Cholesterol and Heart Attacks
The most important risk factor for CHD is the plasma level of cholesterol. Cholesterol is transported in the blood in lipid-protein complexes called lipoproteins. Low-density lipoprotein (LDL) is the major cholesterol-carrying lipoprotein, and the incidence of heart disease is related directly to the levels of LDL in the blood. Approximately 50 percent of the differences in plasma levels of LDL-cholesterol (LDL-C) between individuals is due to DNA sequence differences. A major focus of our laboratory is to define the sequence variants that contribute to the differences in plasma levels of LDL, with a goal of identifying new therapeutic approaches and treatments to prevent CHD.

A New Genetic Cause of Low Plasma Levels of LDL-C
We identified a new genetic cause of low plasma levels of LDL-C, which is due to inactivating mutations in proprotein convertase subtilisin/kexin type 9 (PCSK9). Selected amino acid substitutions in PCSK9 had been shown to cause severe hypercholesterolemia.

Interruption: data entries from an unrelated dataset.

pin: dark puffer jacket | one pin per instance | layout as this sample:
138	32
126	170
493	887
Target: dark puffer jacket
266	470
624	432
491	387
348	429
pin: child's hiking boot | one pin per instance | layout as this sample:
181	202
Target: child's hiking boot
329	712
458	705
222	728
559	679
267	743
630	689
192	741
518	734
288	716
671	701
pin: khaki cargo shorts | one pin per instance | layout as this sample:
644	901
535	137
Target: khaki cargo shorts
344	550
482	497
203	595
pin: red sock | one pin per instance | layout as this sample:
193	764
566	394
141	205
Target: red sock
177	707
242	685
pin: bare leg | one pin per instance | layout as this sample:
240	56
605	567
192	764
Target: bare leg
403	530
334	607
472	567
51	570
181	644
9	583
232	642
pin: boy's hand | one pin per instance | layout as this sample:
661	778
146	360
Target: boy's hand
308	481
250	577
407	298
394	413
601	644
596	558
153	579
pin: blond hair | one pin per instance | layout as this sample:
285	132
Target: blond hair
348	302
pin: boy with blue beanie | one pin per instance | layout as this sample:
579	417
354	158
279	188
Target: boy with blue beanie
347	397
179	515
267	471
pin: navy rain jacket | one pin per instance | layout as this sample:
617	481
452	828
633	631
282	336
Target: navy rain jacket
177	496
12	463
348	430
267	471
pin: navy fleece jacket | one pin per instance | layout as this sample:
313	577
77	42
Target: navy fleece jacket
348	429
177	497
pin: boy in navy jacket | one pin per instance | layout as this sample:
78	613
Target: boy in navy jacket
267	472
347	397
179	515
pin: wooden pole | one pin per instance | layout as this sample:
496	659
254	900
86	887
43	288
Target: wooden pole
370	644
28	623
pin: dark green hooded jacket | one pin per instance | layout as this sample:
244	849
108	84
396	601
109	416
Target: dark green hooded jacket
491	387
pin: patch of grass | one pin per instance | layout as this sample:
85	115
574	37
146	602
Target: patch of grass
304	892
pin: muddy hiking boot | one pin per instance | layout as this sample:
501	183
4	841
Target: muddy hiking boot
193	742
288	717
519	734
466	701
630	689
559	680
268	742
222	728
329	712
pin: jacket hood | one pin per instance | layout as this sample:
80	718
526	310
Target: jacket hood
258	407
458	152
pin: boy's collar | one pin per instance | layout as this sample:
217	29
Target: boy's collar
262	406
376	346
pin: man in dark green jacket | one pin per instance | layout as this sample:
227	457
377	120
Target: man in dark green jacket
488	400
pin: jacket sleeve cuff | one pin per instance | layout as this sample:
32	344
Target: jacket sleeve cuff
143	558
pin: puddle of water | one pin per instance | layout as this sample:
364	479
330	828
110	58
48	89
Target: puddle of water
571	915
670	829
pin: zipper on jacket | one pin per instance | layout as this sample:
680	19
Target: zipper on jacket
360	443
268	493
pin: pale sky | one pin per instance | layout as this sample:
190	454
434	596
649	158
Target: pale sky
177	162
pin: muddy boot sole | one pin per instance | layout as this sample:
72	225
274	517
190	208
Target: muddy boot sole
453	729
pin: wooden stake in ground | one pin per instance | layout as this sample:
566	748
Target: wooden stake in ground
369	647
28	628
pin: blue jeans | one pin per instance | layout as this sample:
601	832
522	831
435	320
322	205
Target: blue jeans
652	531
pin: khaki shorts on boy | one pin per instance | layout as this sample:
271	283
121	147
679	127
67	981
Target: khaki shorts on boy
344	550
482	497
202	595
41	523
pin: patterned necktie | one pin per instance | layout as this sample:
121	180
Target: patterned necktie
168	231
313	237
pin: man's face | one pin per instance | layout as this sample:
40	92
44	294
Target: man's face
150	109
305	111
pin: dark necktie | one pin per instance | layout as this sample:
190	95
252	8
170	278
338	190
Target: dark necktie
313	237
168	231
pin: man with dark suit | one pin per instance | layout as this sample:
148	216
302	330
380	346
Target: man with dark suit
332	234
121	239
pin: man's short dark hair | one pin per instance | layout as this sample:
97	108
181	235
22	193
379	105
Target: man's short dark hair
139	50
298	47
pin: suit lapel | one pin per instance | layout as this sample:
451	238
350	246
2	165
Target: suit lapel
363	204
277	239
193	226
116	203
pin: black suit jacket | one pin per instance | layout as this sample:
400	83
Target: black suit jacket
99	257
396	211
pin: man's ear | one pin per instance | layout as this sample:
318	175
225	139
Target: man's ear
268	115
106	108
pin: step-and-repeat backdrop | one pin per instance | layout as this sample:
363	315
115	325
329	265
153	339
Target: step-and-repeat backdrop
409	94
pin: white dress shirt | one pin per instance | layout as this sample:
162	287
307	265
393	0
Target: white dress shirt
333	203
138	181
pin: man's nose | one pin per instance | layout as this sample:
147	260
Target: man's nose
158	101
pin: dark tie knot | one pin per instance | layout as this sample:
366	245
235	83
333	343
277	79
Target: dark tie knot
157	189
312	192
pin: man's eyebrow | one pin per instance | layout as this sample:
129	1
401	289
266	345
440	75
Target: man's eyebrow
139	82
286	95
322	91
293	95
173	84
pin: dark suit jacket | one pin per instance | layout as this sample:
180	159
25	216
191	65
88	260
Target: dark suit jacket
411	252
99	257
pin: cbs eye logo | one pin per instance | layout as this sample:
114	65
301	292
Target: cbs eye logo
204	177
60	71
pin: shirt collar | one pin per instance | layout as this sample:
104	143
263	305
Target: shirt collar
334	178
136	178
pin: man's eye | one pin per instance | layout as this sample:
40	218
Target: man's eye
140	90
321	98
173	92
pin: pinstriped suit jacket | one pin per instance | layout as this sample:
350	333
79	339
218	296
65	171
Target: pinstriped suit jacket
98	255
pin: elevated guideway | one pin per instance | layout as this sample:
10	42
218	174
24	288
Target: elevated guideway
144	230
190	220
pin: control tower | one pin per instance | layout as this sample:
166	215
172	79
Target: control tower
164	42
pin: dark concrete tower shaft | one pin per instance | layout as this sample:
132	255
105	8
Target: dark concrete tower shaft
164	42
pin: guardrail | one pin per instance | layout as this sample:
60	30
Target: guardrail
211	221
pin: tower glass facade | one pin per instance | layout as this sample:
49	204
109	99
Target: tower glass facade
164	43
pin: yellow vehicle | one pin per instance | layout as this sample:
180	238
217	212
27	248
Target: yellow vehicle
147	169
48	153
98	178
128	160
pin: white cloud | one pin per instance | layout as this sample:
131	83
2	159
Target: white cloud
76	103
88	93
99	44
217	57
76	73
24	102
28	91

We found that other mutations that disrupt PCSK9 function result in lower plasma levels of LDL-C. Surprisingly, 1 of every 50 African Americans and 1 of every 30 Caucasians has an inactivating mutation in PCSK9.

We used these sequence variations in PCSK9 to address the following question: What would be the effect of having a lower circulating level of LDL-C from the time of birth? In a large, longitudinal study, we compared the rates of CHD over a 15-year period in individuals with inactivating PCSK9 alleles to those with two normal alleles. In the African Americans, the mutant alleles that caused a 28 percent reduction in mean LDL-C level were associated with an 88 percent reduction in CHD. Caucasians with the PCSK9 variant had a 15 percent reduction in LDL-C and a 46 percent reduction in CHD. The magnitude of CHD reduction was much greater than that observed in clinical trials using cholesterol-lowering drugs such as statins, where the 5-year reduction in events is comparable to the reduction in LDL-C level. The dramatic reductions in CHD found in association with the PCSK9 variants were particularly striking since the population studied had a very high atherosclerotic risk factor burden (i.e., hypertension, diabetes, low HDL-C, smoking). These data confirm the importance of LDL levels in the development of heart disease and suggest that the initiation of treatment earlier in life might magnify the benefits of cholesterol-lowering therapy.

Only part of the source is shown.